As noites não eram muito diferentes umas das outras. Sempre que o céu desabava para nos desarmar, o cheiro do petróleo invadia as paredes grossas e antigas da cozinha. Um lugar tosco nos abrigava a todos, esquiço de família que nunca o chegou a ser de verdade. O frio uma constante, o corpo de mãos em mãos passando da toalha de banho para o pijama, do pijama para uma manta quente que há-de deitá-lo numa cama algures lá em cima. As noites mais assustadoras, de insistir em ler um livro à luz tímida da vela, de abraçar o corpo e entregá-lo às paredes meias do frio. O inverno atravessava-nos o corpo como nenhuma outra estação, fazia de nós intrépidos e determinados sobreviventes aos caprichos das intempéries. Uma papa esbranquiçada e depois amarelada do açúcar mascavado alimentava-vos para essa noite fria que agora avançava sobre nós. Fiéis amigos, nós os dois. Sem ti eu nunca teria sido eu, senão uma sombra deambulante pelas terras que eles  nos deixaram. Espectro assombrado, sem saber o que seria de mim assim sem ti, sangue do meu sangue, irmão do meu coração.

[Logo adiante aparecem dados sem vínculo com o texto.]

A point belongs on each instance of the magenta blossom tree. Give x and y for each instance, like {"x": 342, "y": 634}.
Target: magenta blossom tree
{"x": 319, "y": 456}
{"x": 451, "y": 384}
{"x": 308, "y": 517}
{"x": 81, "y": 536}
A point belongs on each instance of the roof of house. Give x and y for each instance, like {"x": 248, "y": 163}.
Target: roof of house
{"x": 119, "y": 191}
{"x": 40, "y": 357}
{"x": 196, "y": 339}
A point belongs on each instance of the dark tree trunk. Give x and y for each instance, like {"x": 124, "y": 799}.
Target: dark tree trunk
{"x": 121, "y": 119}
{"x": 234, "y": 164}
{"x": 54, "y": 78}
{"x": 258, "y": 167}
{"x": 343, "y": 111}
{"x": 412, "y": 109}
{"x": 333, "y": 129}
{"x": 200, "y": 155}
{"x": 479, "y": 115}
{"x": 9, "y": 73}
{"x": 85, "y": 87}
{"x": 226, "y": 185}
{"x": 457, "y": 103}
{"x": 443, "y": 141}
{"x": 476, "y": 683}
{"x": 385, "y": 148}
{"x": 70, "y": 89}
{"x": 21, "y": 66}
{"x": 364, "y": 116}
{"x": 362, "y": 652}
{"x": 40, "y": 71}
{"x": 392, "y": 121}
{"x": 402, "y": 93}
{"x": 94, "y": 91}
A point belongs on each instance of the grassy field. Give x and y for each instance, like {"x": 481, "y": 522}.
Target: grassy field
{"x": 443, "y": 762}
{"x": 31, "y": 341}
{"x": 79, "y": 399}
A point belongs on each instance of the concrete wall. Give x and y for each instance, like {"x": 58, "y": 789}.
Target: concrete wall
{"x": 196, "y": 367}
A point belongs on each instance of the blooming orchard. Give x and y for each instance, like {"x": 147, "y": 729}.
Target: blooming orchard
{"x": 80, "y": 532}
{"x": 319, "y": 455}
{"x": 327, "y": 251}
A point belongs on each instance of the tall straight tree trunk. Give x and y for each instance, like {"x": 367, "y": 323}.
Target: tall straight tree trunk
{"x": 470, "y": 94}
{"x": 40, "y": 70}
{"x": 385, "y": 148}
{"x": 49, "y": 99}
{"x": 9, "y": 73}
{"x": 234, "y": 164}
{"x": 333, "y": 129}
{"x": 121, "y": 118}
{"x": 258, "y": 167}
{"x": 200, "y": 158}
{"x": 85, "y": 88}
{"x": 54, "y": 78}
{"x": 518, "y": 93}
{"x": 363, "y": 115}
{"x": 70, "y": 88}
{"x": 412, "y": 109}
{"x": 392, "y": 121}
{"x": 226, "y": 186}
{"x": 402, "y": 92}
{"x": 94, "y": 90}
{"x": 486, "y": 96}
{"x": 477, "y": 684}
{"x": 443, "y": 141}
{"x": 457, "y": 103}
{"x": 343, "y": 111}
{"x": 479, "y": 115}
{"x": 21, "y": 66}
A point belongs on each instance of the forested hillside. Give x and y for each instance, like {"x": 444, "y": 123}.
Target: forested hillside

És o meu amigo da vida, para a vida.
A vida sem ti tinha sido tão triste.

quinta-feira, 15 de janeiro de 2015

photo @ João Tamura

Hoje viajei ao passado, passei-te os dedos pelas memórias e pelos tempos que deixámos habitados em parte incerta. Viajámos pouco, tu e eu. Fixos ao presente e às realidades construídas e perspectivadas, pouco nos abstraímos, de nós mesmos e um do outro, de tão submergidos que ficámos daquele amor que me revolvia os órgãos e me transtornava cada célula. A tua pele já não adormece nos mesmos quartos que a minha, o cheiro que exalavas deixou de sobreviver às tuas partidas, e o teu peito já não obedece às leis da gravidade que inevitavelmente o atraíam para o peito que era o meu. De fundo, há uma melodia constante que me enleva e me leva, me apura os sentidos e me confunde os destinos. A saudade é agora quente e silenciosa, um hálito quente que bafejo na janela húmida enquanto a ponta dos meus dedos traça na condensação a inicial do teu amor, perdão, a inicial do teu nome. Perniciosa mas luminosa é a dualidade que me faz amar-te umbocadinhomenos/umbocadinhomais todos os dias. Sabes que as palavras tendem a esgotar-se. São já mais as que guardo para dentro que as que deixo por aí à mão de semear e de darem fruto. Tudo não passa agora de um vulto que assombra raras distracções, momentos de fraqueza em que o corpo cede e acede ao que já não é. 

Tudo uma questão de tempo(s) apenas. 
Passado. 
Presente. 
Futuro. 

sábado, 3 de janeiro de 2015



O cheiro do calor impregna o ar, o destilar dos poros relembra-nos o quão de carne e osso somos. Saímos agora da banheira branca onde nos despimos do sol e do sal, brancos e amarelos beijam-nos a vista enquanto insinuo a pele ao teu toque fugidio. Desprezas subtil a minha toalha molhada no chão molhado, peço-te ajuda com a loção e o cheiro da tua pela húmida desperta-me para a luminosidade que irradia este verão quente nesta casa de campo onde somos o mundo que nos rodeia e o quanto dele que nos cabe dentro. Repito o teu nome até onde mo permite a insensatez, intercalo-o com o meu enquanto os imprimo aos dois no branco destas paredes, nestes soalhos e pedras que pisamos descalços e perdidos de amores. A memória faz desta casa a mais feliz de todas as casas, e a mais triste quando tenho que a deixar. Triangulas a existência até onde o nosso entendimento a alcança, e tudo o resto é opacidade. 

A simbiose perfeita entre nada e coisa nenhuma.